Sri Lanka
Dispatches
In a postcolonial society, artists contend with official fictions
Jyoti Dhar
In March 2018, in the popular tourist district of Kandy, Sri Lanka, a road-rage incident between a Buddhist man and a group of Muslim men unexpectedly escalated into days of mob violence. Religious extremist groups manipulated the incident and used it as an opportunity to spread hate speech, resulting in President Maithripala Sirisena imposing a state of emergency on the island nation, the first since the end of the civil war, nearly a decade ago, in 2009.
But Kandy, or Kanda Uda Rata, as it was known before British colonization, is no stranger to the distortion of histories or the jostling of ideologies. Its dynastic kingdom was the country’s seat of power and religion from the fifteenth to the nineteenth century, staving off successive attacks from local factions and European colonizers alike until it fell to the British in 1815. Though it has been seventy years since Sri Lanka gained independence from Britain, in 1948, successive waves of nationalist movements, giving voice to claims of authenticity or legitimacy of one ethnic group over the other, continue to surface.
In the last few decades, several contemporary artists have engaged with Sri Lanka’s past and present, focusing on the ways that such claims are constructed and truths are doctored.
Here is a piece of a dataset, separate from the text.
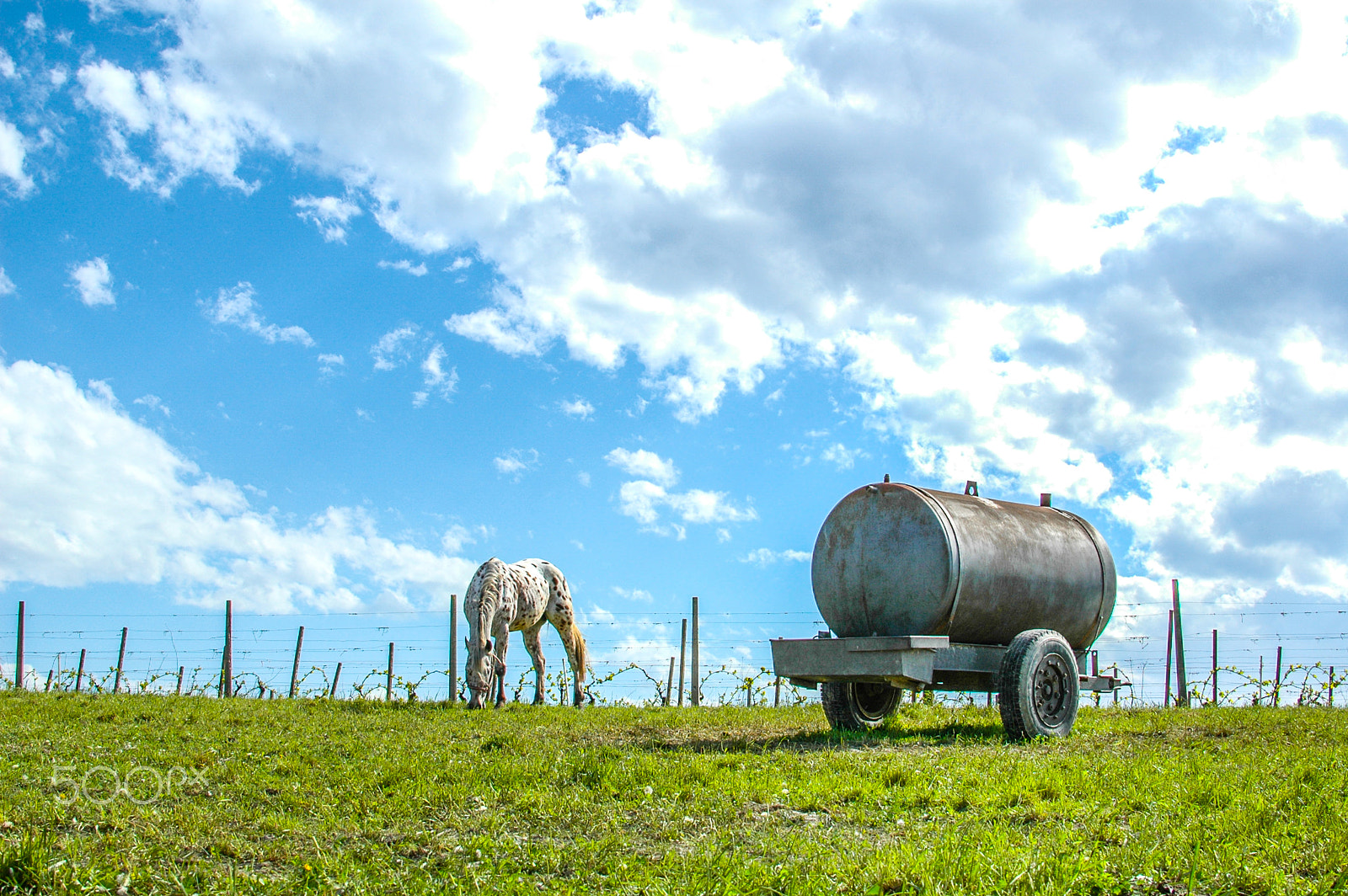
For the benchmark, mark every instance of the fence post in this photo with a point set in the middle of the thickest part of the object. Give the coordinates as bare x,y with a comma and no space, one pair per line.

In Royal Couple (2015), a diptych of portraits by Rajni Perera, the country’s clash with colonialism, and the resulting coexistence of cultures and identities, finds apt expression. For Perera, who was born in Sri Lanka and raised in Toronto, the series “created an opportunity to analyze my relationship with colonial ideology, being an immigrant in a colony, and revisiting my colonized country of birth,” she told me recently.
One of the two portraits, Greed, depicts a king in all his finery, seated in a gilded chair. The incongruity of his supposedly macho appearance is brought into sharp relief by his fire-red fingertips, dyed and decorated like a bride’s. But that bearded and mustachioed face is, in fact, the artist herself, surrounded by a medley of motifs: the Dutch East India Company’s cipher, upholstery in a kitschy tropical print, and a backdrop of elegant wallpaper patterned with flowers symbolizing the Orient and Occident. Perera’s reenactments transform Sri Lankan mystical narratives for an anxious, alienated present and challenge the idea of kingship as an incarnation of purity, divinity, and paternal authority.
In the last few decades, several contemporary artists have engaged with Sri Lanka’s past and present.
For Cassie Machado, who, like Perera, was born in Sri Lanka but grew up abroad, photography is a way to decipher her sense of diasporic identity. Machado fled the island as a child during the anti-Tamil pogrom known as the Black luly riots of 1983, which triggered the twenty-six-year civil war. “I needed to return to the conflict if I was to understand the psychology and cultural makeup of this country,” Machado says. “The story I wanted to tell was about the end of the war, those traumas and atrocities. I was drawn to the place, the people, and the truth that was being covered up or denied.”
Over the course of five years, Machado, in a gesture to document the perpetual cycles of violence in Sri Lanka, visited the northern areas of laffna and Mullivaikkal. Afterlife VII, Mullivaikkal (2014), taken on the shore where, in 2009, the horrific final stand of the war took place, depicts a tangle of washed-up, shredded clothing. The remains of destroyed lives act as evidence for the silencing of fact and for a minority’s (in this case, the Tamil Hindu community) inability to grieve their dead and lay the past to rest.
Artist Abdul Halik Azeez is based in Colombo, Sri Lanka’s capital. His photographic essay Religious Intolerance and Islamophobia in Post-war Sri Lanka (2014-15) looks at the convenient twisting of truths. Made six months after the 2014 ethnoreligious riots in the southern town of Aluthgama, Azeez’s images capture moments in which sacred light is juxtaposed with petrol bombs, fake news on social media is set against the reality of peaceful coexistence, and a man in a white thole holds a sign reading HAMBAYA—an anti-Muslim slur. When making this work about unrest and misconceptions, Azeez says that he asked himself: “Was this what luly 1983 felt like?”
Azeez’s searching question echoes the sentiments expressed by some writers reporting on the recent Kandy incident. In each episode of violence, from precolonial to postwar, the misuse of cultural symbols is often the work of a few rather than the sentiment of the many. Unfolding these collective distortions, Perera, Machado, and Azeez choose to pursue faith, meaning, and poetry instead, and inadvertently discover truths about themselves. “My work is not only about photography, it’s also about self-discovery and finding meaning in my existence,” says Azeez. “There’s a Sufi saying that if you know yourself, then you know God.... There’s so much power in the way we think.”
Jyoti Dhar is an art critic based between New Delhi and Colombo.